# Best feed balancer?



## only_me (9 June 2011)

For various reasons, I am moving onto feeding straights (maize,oats,barley, chaff and fibre-beet) and need a feed balancer to ensure is a balanced diet.
What one do you reccomend? Just a general one, as he is also living out 24/7 but need to make sure he is getting right nutrients 
Probably not a balancer in feed as such, more as a general vit/min supplement?

Reccomendations please?


----------



## nemo_ (9 June 2011)

I feed my connie, who is a reasonably good doer, Spillers Lite Balancer and he looks the best he ever has!  He's also very fussy but loves it and it's cheaper than quite a few of the others around.


----------



## Foxhunter49 (9 June 2011)

Quite honestly if you are going back to feeding straights then there is no need to feed so much variety.
You would be better off feeding Equilibra and Tiger Oats if you horse is in work and needs more energy.  Although the Equilibra is expensive they need little of it and so it lasts longer. The Tiger Oats are black and white oats and contain some Equilibra in them so it balances anything missing. 
I have been feeding this with a grass chaff for several tears and couldn't be more pleased with the way everything looks and behaves. 
I would never go back to mixes.


----------



## only_me (9 June 2011)

I have to take away wheat from the diet, which is why going onto straights and not feeding anyform of nut or mix/complete feed as one of the main ingredients in every feed is wheatfeed 

He will hopefully only be on straights for a month or so, and then can hopefully start introducing small amounts of balancer/mix.

Its a supplement to keep his feed balance, using the word balancer (as in to balance the diet) is probably not the best term 
I only feed small amounts of barley, majority of feed will be maize, oats and chaff


----------



## jaspejoo (9 June 2011)

if he is out all the time he really shouldn't need any extra nutrients....we did a ration calculation in our nutrition module of my degree, and my horse is out all the time, and gets half a scoop of alfa a and half a cup of competition mix (just to be nice) and he had 200X his daily requirement of all his key nutrients because he was out all the time! to be honest, they are a bit of a money making gimmick if you ask me


----------



## Ali2 (9 June 2011)

Unless you know what's in your grazing and forage then nothing is really going to balance your minerals.  Its not just about getting enough in its about getting the ratios right too.  
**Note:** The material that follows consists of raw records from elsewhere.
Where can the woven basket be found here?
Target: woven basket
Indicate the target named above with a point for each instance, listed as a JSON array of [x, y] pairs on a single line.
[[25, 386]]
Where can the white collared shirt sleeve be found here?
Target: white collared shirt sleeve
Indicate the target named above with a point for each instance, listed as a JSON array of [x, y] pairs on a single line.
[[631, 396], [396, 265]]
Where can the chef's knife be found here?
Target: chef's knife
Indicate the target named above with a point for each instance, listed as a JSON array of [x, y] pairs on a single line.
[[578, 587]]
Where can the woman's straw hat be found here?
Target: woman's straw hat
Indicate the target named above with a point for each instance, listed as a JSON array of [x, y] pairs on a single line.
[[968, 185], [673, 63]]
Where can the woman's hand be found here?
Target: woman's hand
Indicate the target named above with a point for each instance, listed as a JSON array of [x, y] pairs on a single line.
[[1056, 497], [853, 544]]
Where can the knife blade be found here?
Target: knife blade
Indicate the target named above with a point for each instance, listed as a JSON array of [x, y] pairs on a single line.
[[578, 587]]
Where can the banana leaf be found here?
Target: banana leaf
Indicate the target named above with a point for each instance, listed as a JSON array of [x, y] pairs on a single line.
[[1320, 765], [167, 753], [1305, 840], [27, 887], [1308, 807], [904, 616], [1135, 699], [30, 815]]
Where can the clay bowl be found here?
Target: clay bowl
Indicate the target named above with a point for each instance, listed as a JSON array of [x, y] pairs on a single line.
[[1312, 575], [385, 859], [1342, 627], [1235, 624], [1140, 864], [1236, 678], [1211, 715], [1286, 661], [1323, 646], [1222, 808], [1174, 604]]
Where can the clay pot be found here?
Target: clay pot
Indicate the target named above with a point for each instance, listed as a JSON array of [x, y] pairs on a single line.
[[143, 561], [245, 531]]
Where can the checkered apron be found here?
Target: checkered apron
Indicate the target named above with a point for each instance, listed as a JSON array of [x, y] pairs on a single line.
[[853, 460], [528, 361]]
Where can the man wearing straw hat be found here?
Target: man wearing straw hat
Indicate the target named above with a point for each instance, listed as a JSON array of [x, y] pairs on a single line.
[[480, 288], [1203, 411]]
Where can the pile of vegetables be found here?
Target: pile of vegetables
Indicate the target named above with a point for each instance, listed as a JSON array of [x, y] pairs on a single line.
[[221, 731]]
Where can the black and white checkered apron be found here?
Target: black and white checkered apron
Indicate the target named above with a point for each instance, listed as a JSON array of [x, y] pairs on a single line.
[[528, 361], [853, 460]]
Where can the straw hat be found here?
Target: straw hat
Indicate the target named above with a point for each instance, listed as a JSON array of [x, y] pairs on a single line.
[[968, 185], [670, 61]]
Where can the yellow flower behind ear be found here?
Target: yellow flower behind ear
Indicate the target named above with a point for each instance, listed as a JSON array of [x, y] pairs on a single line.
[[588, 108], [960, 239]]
I'd get a grass and hay analysis done and balance the minerals according to the rest of the diet


----------



## Firewell (10 June 2011)

Just our of pure curiosity why are you taking out wheat? 

I would get a powdered vitamin and min supplement as I *think* pelleted balancers may have a small amout of wheatfeed in them too, maybe surelimb or pink powder as hes a competition horse...
If its just for a month though and he's out at grass he may be ok without the supplement, mine looks amazing at the moment and I know its the grass!


----------



## only_me (10 June 2011)

He has lumps that look like hives over his belly, which are going but have been put down to wheat (in feb I was feeding him a lot of cooked cereal meal which is basically wheat for weight gain) so we are taking him off it to see if they improve etc. 
So by going back to straights, we can then start to add small amounts of feed to see how much wheat he can tolerate (its not an allergy, more of an intolerance, but because of how much he was being fed of it, it could have been the quantity of wheat rather than the actual wheat itself). We don't think he will be on it for long, maybe a couple of months, and then onto a balancer hopefully 

Yeah, more of a supplement really, I know a lot of people swear by seaweed,but a lot of people hate seaweed - so confused over that really!


----------



## Hedwards (10 June 2011)

Most feed companies do decent allround feed balancers now, Bailey's low cal No.14 is good, Topspec Lite balancer is also good, I'm just doing some comparisons as I'm considering moving to the Spillers Lite balancer (we have a spillers nutritionist coming to our yard in a couple of weeks with a weigh bridge so going to speak to them).

Why not give one of the feed companies nutrician line a call and speak to them, I'd highly recommend the Baileys one - really helpful and very friendly people!


----------



## maisey belle (10 June 2011)

Why dont you give simple systems a call or visit their web site? they give excellent advise. I switched my mare to it 2 years ago after a ryegrass intolerance had been picked by hair analysis. I would not take her off it for anything now. I know plenty of people who now use it and it has helped many different problems in their horses. Worth a thought anyway...


----------



## j1ffy (10 June 2011)

Seaweed has certain minerals that your horse may or may not need.  It has a lot of iodine which isn't suitable in some areas due to the forage.  Similarly, brewers yeast can be good but it depends on what needs balancing   Pink powder or similar is probably easiest.

Regardless, I would add 25g per day of magnesium especially if he's out at grass (you can get 85% magnesium calmag on eBay quite cheap).  Then, as Ali2 said the best thing is to have your forage analysed.  I'd like to do that too but due to the shortage of hay my yard kept changing suppliers so it was a bit pointless!!


----------